A new study bolsters the evidence that this approach is safe for most patients under careful clinical oversight.

Doctors can use information available in the first day or two after diagnosis to effectively determine which patients need standard chemotherapy urgently.

The study, published in the journal Blood, suggests in stable patients, doctors can wait for genetic tests in order to try a newer therapy that is targeted to their specific cancer.

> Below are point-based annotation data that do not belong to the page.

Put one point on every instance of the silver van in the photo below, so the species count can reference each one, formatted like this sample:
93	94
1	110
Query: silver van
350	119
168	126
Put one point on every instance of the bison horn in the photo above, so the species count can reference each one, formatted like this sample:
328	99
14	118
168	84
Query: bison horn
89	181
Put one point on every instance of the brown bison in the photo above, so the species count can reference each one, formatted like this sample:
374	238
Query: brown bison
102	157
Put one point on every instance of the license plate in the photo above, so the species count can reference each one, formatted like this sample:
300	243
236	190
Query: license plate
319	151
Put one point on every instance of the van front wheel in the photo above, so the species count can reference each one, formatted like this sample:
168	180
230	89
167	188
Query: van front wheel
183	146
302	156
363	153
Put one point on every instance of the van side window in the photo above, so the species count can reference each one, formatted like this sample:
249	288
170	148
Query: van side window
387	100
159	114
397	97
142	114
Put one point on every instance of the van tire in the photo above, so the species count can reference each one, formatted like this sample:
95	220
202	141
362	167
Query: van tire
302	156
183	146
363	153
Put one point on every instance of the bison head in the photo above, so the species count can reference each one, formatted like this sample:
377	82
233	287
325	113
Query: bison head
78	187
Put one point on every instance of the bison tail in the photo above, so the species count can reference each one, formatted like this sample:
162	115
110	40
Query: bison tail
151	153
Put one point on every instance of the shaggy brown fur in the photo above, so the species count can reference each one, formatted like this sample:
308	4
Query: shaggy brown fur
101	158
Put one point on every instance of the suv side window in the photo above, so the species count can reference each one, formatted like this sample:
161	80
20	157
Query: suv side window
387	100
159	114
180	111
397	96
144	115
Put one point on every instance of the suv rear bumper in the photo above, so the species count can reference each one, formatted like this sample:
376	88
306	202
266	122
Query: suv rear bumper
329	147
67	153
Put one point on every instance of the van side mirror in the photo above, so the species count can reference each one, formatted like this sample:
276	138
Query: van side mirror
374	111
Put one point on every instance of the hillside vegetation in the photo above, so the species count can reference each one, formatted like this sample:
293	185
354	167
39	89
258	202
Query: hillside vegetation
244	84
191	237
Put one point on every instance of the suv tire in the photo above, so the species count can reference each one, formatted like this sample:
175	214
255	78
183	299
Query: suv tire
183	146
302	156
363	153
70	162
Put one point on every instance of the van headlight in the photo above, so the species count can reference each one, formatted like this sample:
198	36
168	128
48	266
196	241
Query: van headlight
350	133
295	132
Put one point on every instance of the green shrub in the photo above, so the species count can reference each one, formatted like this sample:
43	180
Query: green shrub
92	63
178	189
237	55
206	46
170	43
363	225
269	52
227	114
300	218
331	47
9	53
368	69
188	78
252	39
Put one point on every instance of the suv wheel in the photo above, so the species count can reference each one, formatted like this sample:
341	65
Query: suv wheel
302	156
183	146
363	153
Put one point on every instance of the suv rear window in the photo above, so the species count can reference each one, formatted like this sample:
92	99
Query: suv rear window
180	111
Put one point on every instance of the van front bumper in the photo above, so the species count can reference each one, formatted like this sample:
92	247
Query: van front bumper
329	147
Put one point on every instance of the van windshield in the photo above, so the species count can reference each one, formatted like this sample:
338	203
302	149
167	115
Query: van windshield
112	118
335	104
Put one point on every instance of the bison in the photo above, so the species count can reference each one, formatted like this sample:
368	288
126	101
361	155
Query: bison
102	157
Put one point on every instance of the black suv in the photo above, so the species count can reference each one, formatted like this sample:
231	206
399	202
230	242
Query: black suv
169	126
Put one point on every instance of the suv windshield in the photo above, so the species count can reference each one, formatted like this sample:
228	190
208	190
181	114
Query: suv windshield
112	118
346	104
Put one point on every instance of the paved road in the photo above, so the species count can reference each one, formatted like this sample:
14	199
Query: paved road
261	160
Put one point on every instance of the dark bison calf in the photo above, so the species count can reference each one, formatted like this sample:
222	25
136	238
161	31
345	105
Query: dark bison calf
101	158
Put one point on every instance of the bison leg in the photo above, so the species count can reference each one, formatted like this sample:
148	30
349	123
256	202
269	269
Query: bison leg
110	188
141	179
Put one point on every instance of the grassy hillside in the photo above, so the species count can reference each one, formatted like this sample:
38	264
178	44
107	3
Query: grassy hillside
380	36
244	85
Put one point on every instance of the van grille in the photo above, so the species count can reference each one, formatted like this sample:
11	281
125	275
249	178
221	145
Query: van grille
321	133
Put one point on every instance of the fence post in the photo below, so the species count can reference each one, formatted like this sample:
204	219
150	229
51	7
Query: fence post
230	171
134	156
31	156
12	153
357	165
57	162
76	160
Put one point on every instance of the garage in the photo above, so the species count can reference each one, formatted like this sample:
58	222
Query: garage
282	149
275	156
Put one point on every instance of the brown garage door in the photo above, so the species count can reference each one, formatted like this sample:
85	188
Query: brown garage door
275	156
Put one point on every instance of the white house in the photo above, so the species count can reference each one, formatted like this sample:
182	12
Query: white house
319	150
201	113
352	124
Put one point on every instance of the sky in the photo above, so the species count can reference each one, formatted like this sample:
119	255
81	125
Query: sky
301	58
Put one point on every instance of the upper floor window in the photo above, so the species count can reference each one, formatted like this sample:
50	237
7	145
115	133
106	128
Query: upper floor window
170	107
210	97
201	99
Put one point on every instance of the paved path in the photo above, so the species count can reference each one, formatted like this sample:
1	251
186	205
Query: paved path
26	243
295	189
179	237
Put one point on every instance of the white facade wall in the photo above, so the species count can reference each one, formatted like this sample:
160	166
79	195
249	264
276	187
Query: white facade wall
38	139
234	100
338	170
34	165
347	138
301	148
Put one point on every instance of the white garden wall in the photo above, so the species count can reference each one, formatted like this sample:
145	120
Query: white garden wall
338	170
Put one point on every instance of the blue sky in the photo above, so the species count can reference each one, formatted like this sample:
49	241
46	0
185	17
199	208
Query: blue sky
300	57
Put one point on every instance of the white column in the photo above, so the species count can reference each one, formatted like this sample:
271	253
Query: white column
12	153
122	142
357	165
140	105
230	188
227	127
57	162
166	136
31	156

“In the majority of patients, it seems safe to wait for the diagnostic results in order to assign the patient to the correct subgroup and select the appropriate treatment, rather than using the historic one-size-fits-all chemotherapy approach,” said lead study author Christoph Röllig, MD, of Universitätsklinikum Dresden in Germany.

“We think a potential deterioration in prognosis, if it exists at all, will be much smaller than the clinical benefit a patient would gain by receiving the appropriate novel treatment.”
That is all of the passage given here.